E’ vero che gran parte della letteratura scientifica sull’argomento riporta evidenze limitate, ma è anche vero che è difficile stabilire un nesso causale tra un particolare principio attivo e una patologia quando le esposizioni sono multiple e non limitate solo a pesticidi. La maggior parte degli studi fa riferimento ai risultati derivanti dall’Agricultural Health Study, per il quale sono state reclutate circa 90mila persone tra il 1993 e il 1997 nell’Iowa e nel North Carolina. Si tratta di lavoratori o familiari di lavoratori agricoli, che nel tempo sono stati a contatto con decine di pesticidi diversi. E la necessità di uno studio di così ampio respiro, focalizzato sui pesticidi, è stata avvertita in seguito all’aumento dell’incidenza delle diagnosi di linfoma non-Hodgkin tra la metà e gli ultimi anni del ‘900, cioè a seguito dell’espansione dell’utilizzo di pesticidi organici sintetici.
La classificazione non avrà comunque effetti pratici, almeno nell’immediato. Come spiega lo stesso IARC, infatti, “le Monografie propongono valutazioni scientifiche aggiornate, ma rimane responsabilità dei singoli governi e di altre organizzazioni internazionali il raccomandare interventi di regolamentazione e legislazione a tutela della salute pubblica”.

In Italia

Gli ultimi dati pubblicati dall’ISTAT sull’utilizzo di prodotti fitosanitari in Italia mostra un trend in netto calo. Nel periodo 2002-2013, la quantità di sostanze distribuite per uso agricolo è diminuita complessivamente di 76mila tonnellate (-45,2%). La maggior parte viene utilizzata al Nord (53,1%), mentre il Sud si ferma al 34,6% e il Centro supera di poco il 12%.
Nel 2012 sono state irrorate circa 61,8 tonnellate di principi attivi, mentre nel 2013 si è scesi a 55,6 tonnellate. Nel 2006, l’Italia deteneva il record nell’Unione Europea per l’utilizzo di pesticidi: 81,45 tonnellate di principi attivi, contro le 71,6 della Francia e le 31,8 della Germania.
L’ISPRA, nell’ultima edizione del Rapporto nazionale pesticidi nelle acque, basato sui dati forniti da 3.500 punti di campionamento, ha evidenziato come siano state trovate 175 sostanze diverse, un numero più elevato degli anni precedenti. Rispetto al passato è aumentata la presenza di fungicidi e insetticidi nelle acque sotterranee.

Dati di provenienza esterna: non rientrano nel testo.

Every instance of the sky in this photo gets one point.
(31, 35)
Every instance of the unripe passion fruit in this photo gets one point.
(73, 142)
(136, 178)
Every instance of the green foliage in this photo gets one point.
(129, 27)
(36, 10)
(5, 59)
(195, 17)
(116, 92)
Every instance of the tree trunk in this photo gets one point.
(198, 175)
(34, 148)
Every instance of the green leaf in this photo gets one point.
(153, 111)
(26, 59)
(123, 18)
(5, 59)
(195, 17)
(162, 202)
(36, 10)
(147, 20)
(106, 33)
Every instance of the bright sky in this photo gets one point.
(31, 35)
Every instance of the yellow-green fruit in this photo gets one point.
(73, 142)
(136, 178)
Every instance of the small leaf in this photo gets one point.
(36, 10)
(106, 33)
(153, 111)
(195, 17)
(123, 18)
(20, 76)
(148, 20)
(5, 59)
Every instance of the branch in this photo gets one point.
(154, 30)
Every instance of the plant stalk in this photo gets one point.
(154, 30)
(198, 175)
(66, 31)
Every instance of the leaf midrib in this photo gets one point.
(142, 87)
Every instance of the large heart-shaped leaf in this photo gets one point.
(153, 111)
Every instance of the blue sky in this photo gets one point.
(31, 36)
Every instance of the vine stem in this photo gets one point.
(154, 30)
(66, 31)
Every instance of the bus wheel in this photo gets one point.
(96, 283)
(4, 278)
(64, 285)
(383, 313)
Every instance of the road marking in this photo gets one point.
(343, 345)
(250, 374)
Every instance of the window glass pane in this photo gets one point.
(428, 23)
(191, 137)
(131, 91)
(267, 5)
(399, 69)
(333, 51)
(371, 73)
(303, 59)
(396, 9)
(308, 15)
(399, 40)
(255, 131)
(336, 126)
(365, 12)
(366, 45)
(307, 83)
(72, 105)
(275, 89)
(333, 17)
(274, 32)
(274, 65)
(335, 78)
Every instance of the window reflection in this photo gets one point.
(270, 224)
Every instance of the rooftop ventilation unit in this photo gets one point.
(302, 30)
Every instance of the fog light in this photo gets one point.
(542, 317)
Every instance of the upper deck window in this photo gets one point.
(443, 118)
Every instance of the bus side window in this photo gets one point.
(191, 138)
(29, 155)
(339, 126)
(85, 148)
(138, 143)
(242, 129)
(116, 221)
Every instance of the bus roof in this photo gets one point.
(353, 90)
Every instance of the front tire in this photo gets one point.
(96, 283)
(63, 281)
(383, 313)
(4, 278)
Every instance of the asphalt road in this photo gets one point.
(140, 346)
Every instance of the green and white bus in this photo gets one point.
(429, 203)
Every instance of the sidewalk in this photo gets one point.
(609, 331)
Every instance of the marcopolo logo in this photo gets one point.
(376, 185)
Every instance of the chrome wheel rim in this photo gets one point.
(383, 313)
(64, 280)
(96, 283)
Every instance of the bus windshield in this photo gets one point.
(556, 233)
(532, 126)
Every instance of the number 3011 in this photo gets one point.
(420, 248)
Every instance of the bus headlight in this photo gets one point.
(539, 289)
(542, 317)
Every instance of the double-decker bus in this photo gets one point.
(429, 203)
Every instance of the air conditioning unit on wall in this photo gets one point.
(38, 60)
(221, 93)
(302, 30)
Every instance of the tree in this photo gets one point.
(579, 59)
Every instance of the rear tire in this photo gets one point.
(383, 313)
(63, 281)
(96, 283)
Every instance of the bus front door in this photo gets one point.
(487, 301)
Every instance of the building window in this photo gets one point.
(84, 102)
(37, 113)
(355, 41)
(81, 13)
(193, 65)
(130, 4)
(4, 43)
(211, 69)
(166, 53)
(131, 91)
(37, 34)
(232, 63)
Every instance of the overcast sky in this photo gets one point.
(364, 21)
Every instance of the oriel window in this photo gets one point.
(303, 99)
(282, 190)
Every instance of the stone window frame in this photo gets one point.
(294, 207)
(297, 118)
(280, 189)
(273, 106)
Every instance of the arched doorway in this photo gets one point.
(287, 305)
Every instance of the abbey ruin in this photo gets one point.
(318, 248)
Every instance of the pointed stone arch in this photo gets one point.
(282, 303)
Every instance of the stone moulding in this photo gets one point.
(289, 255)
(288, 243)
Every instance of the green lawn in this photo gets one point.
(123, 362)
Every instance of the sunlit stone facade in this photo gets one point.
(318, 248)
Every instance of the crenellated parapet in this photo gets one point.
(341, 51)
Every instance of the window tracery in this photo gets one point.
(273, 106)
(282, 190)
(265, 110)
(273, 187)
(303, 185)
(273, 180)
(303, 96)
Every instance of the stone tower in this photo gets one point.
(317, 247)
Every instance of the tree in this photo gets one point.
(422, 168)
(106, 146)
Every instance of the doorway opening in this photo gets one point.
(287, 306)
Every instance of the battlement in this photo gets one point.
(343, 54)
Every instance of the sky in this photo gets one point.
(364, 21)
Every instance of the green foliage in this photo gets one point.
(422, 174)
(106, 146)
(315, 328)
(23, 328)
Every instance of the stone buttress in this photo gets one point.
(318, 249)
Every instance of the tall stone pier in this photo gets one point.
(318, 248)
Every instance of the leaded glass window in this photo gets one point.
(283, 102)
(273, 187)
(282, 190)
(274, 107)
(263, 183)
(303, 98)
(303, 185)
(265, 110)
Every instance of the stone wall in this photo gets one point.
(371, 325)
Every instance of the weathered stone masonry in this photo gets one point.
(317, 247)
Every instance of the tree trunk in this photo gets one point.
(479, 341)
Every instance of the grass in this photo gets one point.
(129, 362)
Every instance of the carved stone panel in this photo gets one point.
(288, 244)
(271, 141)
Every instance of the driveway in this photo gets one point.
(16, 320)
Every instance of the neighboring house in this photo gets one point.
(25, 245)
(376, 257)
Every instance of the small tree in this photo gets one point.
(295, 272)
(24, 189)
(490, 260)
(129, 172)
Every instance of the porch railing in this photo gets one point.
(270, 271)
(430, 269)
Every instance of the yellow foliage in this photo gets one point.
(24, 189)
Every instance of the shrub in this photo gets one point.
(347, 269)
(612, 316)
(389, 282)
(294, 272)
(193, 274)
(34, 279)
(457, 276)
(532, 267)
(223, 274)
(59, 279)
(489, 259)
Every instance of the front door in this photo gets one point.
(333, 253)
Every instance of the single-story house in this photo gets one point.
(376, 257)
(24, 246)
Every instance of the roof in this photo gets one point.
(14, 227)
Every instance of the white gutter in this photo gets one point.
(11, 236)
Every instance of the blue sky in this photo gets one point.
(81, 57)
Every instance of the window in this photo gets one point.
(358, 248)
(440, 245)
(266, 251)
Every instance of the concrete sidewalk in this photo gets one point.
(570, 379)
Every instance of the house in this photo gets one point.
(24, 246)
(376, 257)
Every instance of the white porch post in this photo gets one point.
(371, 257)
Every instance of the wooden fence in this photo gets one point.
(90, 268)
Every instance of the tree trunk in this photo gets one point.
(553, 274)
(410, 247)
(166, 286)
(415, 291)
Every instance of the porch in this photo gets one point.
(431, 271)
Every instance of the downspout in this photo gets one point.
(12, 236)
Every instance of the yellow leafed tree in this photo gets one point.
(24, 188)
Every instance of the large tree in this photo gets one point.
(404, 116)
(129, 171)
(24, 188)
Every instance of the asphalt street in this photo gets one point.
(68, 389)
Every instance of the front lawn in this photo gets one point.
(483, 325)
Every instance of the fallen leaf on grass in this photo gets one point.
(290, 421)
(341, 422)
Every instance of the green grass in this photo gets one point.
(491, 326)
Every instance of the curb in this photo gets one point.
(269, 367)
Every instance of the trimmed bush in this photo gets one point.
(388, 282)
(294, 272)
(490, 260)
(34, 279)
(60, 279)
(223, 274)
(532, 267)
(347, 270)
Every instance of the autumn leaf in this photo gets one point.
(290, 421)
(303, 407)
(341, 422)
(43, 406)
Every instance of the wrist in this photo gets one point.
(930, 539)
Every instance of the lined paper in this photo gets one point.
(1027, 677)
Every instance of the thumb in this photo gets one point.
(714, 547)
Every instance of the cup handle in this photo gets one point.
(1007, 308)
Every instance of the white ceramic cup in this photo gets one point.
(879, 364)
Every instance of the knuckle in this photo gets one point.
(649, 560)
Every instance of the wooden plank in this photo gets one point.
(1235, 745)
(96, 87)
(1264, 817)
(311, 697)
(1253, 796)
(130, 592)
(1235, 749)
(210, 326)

La contaminazione è più diffusa nelle aree della pianura padano-veneta, zona intensamente sfruttata dal punto di vista agricolo. Il glifosato è una delle sostanze più vendute a livello nazionale e la sua presenza nelle acque è ampiamente confermata anche da dati internazionali, ma il suo rilevamento è effettuato solo in Lombardia, dove la sostanza è presente nel 31,8% dei punti di monitoraggio (171) delle acque superficiali e il suo metabolita, AMPA, nel 56,6%.
A questi dati fanno riferimento anche i Medici per l’Ambiente (ISDE Italia), che in un recente documento sui pesticidi chiedono l’applicazione del principio di precauzione per tutte le sostanze in cui effetti siano ancora poco chiari, in fase di studio o del tutto sconosciuti. Per le sostanze la cui tossicità sia stata documentata, l’ISDE propone l’adozione di misure rigorose di protezione e prevenzione, fino ad arrivare all’imposizione di divieti di utilizzo. “Le evidenze di tossicità acuta e cronica - spiegano - sono di gran lunga più solide e convincenti delle evidenze di safety.